Even though released in the summer, “Hiraeth” feels like the perfect winter morning full-album listening – like the portuguese “saudade”, the welsh title conveys to the feeling of “longing”, “yearning” and “homesickness” – the world wanting to go home.
Birch and Nowacka’s former collaboration happened in the Ephemeral Festival, an experimental music festival in Warsaw, Poland, and later in Kraków, at the Unsound festival, in a performance that would make way to what would be their first album as a duo, “Languoria”. But while “Languoria” feels beyond space confinements, something that could be here and there at the same time, “Hiraeth” happens in a place of belonging, a place that I long for and belong to.
In a desire to flee from screens and modernity’s demands, the two meet in Sokołowsko, a southern polish village home to a sanatorium said to have been inspiration to The Magic Mountain by Thomas Mann, and began weaving voices, zithers, guitars with birds, water and trees, recording directly from the fields on a Nagra Tape Machine.
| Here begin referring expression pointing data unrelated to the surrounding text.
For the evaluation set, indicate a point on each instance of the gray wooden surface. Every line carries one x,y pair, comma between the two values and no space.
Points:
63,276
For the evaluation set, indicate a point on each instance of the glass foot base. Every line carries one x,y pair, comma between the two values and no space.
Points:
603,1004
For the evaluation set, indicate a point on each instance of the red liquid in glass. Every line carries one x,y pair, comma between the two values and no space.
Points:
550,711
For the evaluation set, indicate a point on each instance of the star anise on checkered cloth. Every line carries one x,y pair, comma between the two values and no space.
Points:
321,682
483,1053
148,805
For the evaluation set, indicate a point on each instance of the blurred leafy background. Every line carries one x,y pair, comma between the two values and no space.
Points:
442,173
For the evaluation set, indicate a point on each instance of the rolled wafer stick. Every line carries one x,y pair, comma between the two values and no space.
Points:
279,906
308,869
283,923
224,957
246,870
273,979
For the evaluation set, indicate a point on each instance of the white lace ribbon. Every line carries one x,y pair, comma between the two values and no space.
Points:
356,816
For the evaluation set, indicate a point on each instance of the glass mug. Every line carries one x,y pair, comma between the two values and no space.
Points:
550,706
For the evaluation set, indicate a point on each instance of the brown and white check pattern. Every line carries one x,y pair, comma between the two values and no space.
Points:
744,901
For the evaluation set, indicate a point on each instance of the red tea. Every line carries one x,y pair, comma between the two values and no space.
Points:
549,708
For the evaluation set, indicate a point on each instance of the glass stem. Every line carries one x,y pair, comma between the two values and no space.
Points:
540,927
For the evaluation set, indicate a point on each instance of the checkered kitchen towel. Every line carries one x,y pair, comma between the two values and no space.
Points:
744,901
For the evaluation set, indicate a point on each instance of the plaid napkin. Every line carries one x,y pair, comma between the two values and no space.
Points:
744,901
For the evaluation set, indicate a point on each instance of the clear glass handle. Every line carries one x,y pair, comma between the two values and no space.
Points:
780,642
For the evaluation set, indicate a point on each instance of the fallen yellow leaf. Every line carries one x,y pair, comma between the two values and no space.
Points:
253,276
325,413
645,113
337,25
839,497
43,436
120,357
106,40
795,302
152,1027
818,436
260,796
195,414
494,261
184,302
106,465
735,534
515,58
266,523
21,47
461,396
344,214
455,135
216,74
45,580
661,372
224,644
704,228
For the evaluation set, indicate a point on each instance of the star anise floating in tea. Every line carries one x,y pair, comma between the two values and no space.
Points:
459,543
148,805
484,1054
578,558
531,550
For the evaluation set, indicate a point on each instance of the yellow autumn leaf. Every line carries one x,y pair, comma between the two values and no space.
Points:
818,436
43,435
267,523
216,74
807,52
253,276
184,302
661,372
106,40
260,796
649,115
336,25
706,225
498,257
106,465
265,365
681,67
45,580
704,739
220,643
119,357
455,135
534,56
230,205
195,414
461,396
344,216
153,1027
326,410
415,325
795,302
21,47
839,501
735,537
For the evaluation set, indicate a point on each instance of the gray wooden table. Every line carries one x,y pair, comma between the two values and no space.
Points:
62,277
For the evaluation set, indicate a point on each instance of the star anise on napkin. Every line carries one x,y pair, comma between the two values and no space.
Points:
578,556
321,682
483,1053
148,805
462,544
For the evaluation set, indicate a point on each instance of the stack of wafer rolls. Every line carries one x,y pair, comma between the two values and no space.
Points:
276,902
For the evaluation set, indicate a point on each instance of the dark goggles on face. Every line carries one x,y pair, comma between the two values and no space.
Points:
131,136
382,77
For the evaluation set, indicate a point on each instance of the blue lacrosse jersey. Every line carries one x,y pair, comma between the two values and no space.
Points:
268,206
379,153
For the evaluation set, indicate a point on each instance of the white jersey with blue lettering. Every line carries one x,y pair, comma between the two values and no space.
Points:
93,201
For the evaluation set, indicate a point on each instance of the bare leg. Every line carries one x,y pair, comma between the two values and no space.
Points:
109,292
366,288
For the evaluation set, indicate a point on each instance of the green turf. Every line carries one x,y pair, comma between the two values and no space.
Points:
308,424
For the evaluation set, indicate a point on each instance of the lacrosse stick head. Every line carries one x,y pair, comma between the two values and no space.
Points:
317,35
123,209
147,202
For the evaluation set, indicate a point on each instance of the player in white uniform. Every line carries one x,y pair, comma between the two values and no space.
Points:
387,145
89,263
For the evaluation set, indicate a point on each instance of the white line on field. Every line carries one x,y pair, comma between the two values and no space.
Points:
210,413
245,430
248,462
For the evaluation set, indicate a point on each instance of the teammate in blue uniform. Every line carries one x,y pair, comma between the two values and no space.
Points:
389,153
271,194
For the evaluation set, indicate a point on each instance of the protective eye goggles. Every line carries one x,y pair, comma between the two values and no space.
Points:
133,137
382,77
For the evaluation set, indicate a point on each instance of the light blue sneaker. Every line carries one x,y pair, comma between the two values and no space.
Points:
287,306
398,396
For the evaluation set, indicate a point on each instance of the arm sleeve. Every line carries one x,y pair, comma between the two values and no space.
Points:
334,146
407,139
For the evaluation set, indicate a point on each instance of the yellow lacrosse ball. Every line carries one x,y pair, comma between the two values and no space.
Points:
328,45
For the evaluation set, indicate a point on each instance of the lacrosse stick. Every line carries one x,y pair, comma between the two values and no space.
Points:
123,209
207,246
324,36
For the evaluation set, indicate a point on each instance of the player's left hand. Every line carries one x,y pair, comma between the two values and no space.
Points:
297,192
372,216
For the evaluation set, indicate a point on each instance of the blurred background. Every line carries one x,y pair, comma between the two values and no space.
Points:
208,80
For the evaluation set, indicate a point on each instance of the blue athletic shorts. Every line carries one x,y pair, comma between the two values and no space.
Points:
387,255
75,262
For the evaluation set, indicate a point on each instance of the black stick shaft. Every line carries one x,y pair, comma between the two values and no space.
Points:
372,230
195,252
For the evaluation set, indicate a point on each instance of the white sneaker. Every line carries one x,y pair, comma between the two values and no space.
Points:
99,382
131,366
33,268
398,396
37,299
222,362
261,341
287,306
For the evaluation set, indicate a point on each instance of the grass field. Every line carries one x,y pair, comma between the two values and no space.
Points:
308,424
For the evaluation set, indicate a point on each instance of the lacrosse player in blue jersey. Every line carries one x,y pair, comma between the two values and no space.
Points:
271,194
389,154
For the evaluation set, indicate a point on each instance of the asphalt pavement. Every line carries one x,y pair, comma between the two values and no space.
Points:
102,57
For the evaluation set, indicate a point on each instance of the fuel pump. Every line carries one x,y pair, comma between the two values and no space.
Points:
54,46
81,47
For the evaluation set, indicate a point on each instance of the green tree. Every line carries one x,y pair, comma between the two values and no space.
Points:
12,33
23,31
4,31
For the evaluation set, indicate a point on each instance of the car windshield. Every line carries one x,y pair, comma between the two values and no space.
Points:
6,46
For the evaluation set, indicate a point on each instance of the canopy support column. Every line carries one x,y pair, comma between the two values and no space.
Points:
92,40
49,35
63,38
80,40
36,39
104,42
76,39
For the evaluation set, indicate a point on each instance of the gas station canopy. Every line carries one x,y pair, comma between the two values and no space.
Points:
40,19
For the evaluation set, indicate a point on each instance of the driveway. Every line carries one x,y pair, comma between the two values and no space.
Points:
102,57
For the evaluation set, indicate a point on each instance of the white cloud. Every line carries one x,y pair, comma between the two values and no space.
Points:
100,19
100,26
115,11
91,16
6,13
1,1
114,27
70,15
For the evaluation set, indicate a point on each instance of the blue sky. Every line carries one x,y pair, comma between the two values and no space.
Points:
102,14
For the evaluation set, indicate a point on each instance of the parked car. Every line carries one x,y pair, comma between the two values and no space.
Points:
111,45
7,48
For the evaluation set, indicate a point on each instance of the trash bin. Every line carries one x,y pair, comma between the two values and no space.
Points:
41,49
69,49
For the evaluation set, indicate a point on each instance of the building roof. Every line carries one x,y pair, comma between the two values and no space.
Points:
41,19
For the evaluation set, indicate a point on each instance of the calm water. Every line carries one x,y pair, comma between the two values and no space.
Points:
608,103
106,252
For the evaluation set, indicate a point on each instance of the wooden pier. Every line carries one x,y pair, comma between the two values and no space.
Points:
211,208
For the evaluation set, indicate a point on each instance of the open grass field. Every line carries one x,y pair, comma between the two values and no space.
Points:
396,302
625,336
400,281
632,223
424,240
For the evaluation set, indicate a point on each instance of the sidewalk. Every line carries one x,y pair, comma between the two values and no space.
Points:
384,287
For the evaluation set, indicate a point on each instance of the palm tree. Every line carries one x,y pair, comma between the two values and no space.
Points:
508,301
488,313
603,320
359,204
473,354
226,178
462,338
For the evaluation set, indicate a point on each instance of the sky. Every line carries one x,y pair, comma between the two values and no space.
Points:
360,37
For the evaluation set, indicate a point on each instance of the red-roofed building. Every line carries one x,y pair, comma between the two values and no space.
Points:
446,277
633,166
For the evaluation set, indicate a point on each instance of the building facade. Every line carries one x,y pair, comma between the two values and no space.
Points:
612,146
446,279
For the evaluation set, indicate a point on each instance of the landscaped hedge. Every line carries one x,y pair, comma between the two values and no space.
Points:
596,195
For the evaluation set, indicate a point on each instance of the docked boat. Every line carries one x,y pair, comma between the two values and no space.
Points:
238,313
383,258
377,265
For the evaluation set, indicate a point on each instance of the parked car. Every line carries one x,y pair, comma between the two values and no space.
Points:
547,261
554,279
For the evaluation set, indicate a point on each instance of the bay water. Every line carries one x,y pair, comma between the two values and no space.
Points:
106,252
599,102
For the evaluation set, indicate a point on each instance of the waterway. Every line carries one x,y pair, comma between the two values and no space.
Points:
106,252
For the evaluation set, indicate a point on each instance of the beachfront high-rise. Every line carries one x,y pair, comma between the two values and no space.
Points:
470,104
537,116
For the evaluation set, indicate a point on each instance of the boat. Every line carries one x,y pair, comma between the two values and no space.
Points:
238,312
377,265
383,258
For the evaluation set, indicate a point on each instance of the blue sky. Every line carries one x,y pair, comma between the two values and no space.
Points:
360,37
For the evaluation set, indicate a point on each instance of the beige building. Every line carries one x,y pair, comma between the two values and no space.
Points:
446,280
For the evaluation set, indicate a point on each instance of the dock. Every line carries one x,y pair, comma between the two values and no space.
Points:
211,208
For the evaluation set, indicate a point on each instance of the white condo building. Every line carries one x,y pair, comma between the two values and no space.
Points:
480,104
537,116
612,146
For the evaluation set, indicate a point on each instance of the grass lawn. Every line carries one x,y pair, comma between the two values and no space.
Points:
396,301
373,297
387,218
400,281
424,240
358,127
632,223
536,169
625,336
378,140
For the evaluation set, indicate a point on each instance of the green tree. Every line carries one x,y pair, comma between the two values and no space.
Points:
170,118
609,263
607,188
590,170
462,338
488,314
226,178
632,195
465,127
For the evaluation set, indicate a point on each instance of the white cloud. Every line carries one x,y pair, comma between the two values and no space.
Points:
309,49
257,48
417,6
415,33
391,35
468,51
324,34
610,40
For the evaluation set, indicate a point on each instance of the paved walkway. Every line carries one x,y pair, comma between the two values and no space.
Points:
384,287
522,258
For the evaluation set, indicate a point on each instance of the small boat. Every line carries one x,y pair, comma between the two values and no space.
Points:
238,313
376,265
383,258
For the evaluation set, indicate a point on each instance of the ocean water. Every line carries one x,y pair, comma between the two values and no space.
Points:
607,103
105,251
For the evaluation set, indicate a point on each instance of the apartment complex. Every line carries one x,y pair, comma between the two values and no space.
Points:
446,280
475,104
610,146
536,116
This is a space of kinship and communion beyond the realm of everyday concrete life – a sacred interconnectedness that perdures despite all distractions, a treasure out there, right here, not even hidden. “Hiraeth” is vulnerable yet extremely present and devoted.
We enter in a “Rabbit’s Hole”, inducing a travel into this othered dimension – the rewinded strings take us through into delicate plucked guitars and zithers. We could speak of imagined landscapes or a valley of dreams, but it feels rather like a return to a deeper reality, the “Heart of a Waterfall”. A stillness in movement and natural change, slowly being with the surrounding spirits of the sun, the water, the ground.
In “Nøkken” (Danish word for “key”), voices are breezes swirling with the light, ascending, descending, enchanting yet reassuring, like sirens of the valleys. This is a music that flows with an adoration of the simple things than carry profound meanings – sitting on a rock, gazing at the horizon, singing with a friend, listening to the wind – it’s a full cycle from sunrise to sunset. “Collecting eyes”, the longest track in the album, offers a meditative space with field-recordings and bell-like ethereal notes from a vibraphone, a hypnotic alternating pair of strings layered with chanting breaths. With “Departura” we’re left with the distinguishable tone of electronics, tying all of the elements together and giving it a proper farewell.
Going out, breathing in – outdoors music making feels necessary and “Hiraeth” is a vessel to this space between time, where one is indeed one with what surrounds and time becomes vibration and sound. Truly healing for the soul.